The Criterion Collection's Blu-Ray of Federico Fellini's La Dolce Vita is the only way to see the film, short of seeing an actual film print or DCP on big screens in cinematheques and other venues specializing in first-rate projection. What appears on the Blu-Ray is the result of a major restoration of the film by The Film Foundation, an important non-profit initiative established by Martin Scorsese to preserve cinematic works of supreme importance. (If you've seen their astonishing work on Visconti's Senso and The Leopard, then 'nuff said.) The Foundation, partnering with Gucci, financed this work to celebrate the 50th anniversary of the 1960 release of La Dolce Vita.

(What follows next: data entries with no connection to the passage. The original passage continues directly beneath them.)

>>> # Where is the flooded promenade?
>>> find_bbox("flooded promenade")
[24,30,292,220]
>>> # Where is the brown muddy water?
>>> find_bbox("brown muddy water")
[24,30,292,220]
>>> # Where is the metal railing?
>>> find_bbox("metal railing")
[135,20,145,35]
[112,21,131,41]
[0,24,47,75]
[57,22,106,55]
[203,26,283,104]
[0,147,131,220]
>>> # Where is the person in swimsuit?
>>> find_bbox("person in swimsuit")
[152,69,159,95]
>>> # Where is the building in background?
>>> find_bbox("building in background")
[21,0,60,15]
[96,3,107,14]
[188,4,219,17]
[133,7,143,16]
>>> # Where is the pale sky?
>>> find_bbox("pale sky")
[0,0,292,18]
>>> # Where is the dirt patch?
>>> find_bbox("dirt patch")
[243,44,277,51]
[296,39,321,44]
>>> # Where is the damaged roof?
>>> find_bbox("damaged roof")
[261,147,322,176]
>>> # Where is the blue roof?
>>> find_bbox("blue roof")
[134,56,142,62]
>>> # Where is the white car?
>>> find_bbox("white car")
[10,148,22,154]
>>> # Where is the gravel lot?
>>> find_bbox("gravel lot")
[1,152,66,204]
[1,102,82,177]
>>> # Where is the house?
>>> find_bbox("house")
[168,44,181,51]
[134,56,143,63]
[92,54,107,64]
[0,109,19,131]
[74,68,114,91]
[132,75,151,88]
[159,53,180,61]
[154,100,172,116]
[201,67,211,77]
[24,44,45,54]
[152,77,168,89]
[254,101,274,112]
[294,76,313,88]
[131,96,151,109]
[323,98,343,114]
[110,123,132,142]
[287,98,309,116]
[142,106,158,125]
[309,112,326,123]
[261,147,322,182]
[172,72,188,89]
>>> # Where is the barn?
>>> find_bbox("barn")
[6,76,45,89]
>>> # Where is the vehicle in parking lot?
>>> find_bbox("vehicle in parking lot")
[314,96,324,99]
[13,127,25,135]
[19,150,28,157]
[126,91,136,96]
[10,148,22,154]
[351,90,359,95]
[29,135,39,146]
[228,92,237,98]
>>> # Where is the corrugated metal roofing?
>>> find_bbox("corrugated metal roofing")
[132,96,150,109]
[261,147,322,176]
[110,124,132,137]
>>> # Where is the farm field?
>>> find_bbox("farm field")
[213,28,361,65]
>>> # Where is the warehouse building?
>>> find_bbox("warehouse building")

With Scorsese's artistic and technical input (as well as that of the cinematographer's still-living camera assistant as well as Fellini's actual lab processing expert), the restoration was indeed completed in 2010 by the Cineteca di Bologna laboratory and involved the massive assistance of labs, cinematheques and archives all over Europe. What's especially wonderful about this restoration is that the picture's production company Medusa Film was able to supply original materials, including the original camera negative!!!

The movie used Dupont film stock and was shot in Italy's preferred 2.35:1 widescreen process Totalscope and after these materials were scanned at 4K, it was discovered that the wear, tear and general decay was so massive that over 8,000 hours of digital cleaning were needed to repair the negative alone. To come as close as possible to Fellini's vision during the actual digital grading process, the restoration team used a variety of important items to match their work. These included a vintage print, a positive negative from the 90s restoration (which was no slouch for its time) and most astonishingly, a vintage lavender (an optically printed interpositive used for purposes of fades, dissolves and other effects) that Italy's Cineteca Nazionale had preserved.

The result on Criterion's Blu-Ray is simply amazing. Though the film is in monochrome (black and white), you realize the incredible shades of white, black and grey Fellini and his original team employed to create one of the most gorgeous looking movies of all time. Even the sound on Criterion's Blu-Ray is spectacular. Taken from further restored analogue sound materials - mixed beautifully in mono (still my own personal favourite "sound" mixing process) - all degraded pops and hisses were cleaned up and the telltale optical hiss, a natural bed for a great mono mix, is preserved but subtly and carefully muted for today's state of the art speakers.

I can only reiterate that you will have never seen nor heard the film like this, unless, of course, you were present for an augural showing of a fresh print in 1960.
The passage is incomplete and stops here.